Hackers are now attacking cloud-based software and service providers. With many people turning into mobile devices and many more having multiple accounts, the use of cloud service providers have intensified and so hackers have found a new playground.

Hackers exploit social engineering techniques to compromise ID account and other linked social media accounts via weak password reset mechanisms at the cloud providers themselves. It is easy to guess password or reset it based on commonly used words or basic knowledge about an individual. As more people turn to cloud services, this sort of cybercrime will become common unless security measures are employed.
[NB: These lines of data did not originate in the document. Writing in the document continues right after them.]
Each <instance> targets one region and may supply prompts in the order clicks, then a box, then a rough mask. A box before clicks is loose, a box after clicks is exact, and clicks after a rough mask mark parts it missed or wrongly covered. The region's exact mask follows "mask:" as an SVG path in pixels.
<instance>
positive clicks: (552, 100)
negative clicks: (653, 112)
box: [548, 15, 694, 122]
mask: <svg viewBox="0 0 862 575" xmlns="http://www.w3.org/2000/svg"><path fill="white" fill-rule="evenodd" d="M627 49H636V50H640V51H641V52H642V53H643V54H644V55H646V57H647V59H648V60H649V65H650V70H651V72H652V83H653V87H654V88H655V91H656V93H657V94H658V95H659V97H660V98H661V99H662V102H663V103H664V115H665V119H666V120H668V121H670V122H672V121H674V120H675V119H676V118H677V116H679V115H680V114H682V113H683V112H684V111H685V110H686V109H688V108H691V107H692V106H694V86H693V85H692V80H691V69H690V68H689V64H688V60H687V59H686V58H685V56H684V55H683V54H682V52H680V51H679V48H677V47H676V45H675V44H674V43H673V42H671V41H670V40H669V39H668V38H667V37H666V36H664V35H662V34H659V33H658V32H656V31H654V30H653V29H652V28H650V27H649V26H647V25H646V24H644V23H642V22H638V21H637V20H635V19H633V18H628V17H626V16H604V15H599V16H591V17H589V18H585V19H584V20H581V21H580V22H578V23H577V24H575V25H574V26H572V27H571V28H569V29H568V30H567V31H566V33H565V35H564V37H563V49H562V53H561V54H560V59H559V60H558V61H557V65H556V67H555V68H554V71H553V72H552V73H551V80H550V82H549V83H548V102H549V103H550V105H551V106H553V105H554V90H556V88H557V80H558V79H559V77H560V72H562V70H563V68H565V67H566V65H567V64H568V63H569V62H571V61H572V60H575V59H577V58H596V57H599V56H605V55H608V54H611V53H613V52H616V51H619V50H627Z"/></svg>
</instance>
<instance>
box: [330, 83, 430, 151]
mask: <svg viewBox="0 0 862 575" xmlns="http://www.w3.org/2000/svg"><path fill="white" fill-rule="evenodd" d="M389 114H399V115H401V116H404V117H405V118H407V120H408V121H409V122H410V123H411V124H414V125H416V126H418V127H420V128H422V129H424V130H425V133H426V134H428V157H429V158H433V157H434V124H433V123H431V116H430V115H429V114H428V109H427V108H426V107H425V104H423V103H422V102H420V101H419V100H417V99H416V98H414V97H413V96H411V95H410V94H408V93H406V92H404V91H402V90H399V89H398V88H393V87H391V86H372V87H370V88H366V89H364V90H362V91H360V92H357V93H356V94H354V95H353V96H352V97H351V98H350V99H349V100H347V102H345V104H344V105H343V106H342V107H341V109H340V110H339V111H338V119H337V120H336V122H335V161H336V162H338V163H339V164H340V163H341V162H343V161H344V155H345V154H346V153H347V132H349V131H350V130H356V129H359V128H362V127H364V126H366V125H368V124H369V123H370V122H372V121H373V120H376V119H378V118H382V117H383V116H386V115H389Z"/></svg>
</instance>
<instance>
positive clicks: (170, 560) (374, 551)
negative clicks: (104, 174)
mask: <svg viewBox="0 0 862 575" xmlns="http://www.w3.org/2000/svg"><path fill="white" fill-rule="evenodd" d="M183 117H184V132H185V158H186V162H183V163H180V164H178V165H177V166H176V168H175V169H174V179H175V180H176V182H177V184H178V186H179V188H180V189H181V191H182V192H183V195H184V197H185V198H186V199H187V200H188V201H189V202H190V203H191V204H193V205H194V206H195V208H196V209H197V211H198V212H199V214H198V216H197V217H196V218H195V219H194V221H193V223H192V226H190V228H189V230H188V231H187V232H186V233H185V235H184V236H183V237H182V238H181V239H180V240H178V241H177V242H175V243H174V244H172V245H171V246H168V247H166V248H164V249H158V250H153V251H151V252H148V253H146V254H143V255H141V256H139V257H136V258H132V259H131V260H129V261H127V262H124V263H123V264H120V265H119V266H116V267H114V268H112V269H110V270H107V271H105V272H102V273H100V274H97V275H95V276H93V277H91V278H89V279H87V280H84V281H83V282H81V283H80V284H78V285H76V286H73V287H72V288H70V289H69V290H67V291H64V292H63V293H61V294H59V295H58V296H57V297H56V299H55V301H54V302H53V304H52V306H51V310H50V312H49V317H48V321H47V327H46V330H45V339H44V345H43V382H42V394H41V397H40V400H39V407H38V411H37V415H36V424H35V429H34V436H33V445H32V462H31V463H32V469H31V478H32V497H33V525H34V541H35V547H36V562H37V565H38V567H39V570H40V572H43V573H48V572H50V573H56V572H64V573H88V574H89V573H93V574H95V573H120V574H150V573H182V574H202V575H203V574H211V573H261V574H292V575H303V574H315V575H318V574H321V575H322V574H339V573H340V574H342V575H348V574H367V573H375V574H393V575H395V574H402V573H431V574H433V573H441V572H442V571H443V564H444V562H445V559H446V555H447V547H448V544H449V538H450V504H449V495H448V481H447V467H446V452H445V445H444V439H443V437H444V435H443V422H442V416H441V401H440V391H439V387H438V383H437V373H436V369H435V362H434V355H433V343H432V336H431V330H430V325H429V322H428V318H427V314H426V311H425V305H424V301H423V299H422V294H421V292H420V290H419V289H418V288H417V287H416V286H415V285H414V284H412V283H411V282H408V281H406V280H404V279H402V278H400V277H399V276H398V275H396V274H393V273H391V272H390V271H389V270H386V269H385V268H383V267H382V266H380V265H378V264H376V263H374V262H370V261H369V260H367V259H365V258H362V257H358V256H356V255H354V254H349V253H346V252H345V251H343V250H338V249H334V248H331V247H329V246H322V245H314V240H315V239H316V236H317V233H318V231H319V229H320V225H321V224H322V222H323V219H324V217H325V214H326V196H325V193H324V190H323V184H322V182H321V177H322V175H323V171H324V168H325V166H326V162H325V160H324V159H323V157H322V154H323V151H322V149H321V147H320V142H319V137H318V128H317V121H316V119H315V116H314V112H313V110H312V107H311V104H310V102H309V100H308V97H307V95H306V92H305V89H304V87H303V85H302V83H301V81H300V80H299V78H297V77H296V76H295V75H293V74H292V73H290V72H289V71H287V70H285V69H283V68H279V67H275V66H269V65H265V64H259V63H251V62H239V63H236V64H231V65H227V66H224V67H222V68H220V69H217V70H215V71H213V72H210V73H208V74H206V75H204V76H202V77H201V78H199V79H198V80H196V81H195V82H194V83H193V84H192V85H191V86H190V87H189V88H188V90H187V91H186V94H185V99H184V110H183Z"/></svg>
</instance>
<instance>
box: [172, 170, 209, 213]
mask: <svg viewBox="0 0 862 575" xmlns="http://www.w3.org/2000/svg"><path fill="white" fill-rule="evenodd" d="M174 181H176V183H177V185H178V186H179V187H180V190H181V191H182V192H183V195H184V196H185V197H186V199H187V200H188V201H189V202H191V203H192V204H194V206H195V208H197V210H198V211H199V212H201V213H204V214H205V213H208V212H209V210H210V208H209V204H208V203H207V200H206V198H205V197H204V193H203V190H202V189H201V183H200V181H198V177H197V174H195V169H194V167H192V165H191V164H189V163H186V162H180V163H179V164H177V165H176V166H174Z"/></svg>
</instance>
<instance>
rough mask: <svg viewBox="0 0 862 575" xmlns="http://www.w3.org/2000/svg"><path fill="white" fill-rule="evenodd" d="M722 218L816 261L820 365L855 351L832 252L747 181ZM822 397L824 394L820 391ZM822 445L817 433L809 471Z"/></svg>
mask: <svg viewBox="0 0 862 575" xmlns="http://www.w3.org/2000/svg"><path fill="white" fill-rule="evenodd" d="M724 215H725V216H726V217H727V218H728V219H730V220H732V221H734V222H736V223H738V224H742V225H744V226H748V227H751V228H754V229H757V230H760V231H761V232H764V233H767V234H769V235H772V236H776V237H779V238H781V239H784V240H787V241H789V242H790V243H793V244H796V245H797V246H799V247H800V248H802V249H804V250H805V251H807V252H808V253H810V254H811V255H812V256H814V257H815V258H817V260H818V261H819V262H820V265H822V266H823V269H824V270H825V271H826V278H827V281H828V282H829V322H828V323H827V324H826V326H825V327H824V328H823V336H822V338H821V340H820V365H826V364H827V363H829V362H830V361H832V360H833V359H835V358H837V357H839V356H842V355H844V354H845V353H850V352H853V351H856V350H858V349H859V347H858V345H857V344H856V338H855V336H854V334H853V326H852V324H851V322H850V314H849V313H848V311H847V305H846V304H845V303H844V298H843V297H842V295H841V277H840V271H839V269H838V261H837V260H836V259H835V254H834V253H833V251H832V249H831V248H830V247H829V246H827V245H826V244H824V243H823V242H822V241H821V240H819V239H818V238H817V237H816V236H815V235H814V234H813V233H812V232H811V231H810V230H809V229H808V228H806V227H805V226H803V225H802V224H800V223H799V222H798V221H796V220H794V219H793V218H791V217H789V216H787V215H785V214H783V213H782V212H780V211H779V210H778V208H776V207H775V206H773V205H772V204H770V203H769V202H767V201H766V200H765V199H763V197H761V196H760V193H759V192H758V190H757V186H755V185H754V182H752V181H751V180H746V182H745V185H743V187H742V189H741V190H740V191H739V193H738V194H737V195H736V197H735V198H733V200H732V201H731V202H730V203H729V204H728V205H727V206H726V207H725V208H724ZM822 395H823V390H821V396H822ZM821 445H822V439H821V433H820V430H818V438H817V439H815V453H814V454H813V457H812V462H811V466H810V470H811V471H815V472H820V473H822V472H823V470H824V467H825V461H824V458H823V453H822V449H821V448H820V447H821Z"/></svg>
Dr. Markus Jakobsson, a security researcher and Principal Scientist of Consumer Security at PayPal notes that: “Biometrics combined with brute-force resistant and difficult to guess passwords, which are still easy to remember, are probably the best solution to secure one’s online identity.”

Jakobsson proposed a different type of biometrics, that he called “visual preferences” in a white paper. As the name implies, Jakobsson’s systems uses pictures that are remembered based on user preferences. In this way, it is easy for the user to remember visual cues, but difficult for hackers to ascertain what those visual cues are. Such a mechanism works because it determines an individual’s personal preferences, which like other biometrics modalities, is unique to an individual and thus difficult to crack.

Do you believe “visual preferences” is a quality security measure for cloud-based services?